Мне тоже нужен секретарь, сказал я, беря быка за рога.
Да? сказала она.
Обычные члены общества звонят на радио-ток-шоу, чтобы поделиться следующими своими соображениями: хотя они и признают, что пытки вообще-то скверная штука, иногда они, пытки, всё же необходимы. Отдельные граждане даже выдвигают предположение, что творить зло допустимо во имя добра. В целом они презирают убежденных противников пыток — такие люди, говорят они, витают в облаках и понятия не имеют о реальном мире.
Макиавелли утверждает следующее: если вы как правитель полагаете, будто каждое ваше действие должно рассматриваться с точки зрения морали, вас неминуемо низложит тот, кто не подвергает свои поступки подобным проверкам.
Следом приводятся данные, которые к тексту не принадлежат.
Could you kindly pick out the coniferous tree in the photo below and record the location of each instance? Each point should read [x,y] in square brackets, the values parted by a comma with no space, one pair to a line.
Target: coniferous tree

Чтобы удержать власть, необходимо не только постичь искусство обмана и вероломства, но и быть готовым при необходимости это искусство применить.
Руководящим принципом Макиавелли является необходимость, necessita. С домакиавеллиевской точки зрения, верховным законом считался закон морали. Если случалось так, что закон морали попирался, событие это расценивалось как злосчастье; впрочем, в конце концов, правители всего лишь люди. С новой, макиавеллиевской точки зрения, нарушение закона морали оправданно, если необходимо.
Так в современной политической культуре появился дуализм, выражающийся в том, что культура эта одновременно поддерживает абсолютную и относительную систему ценностей. Современное государство обращается к морали, религии и естественным законам как к идеологической основе собственного существования. В то же время государство готово попрать мораль, или религию, или естественные законы, или всё сразу, в интересах самосохранения.
Да, сказал я, видите ли, я по профессии писатель, сроки поджимают, вследствие чего мне нужен секретарь, который бы напечатал мою рукопись, и, может быть, заодно ее и отредактировал — короче, привел бы к общему знаменателю.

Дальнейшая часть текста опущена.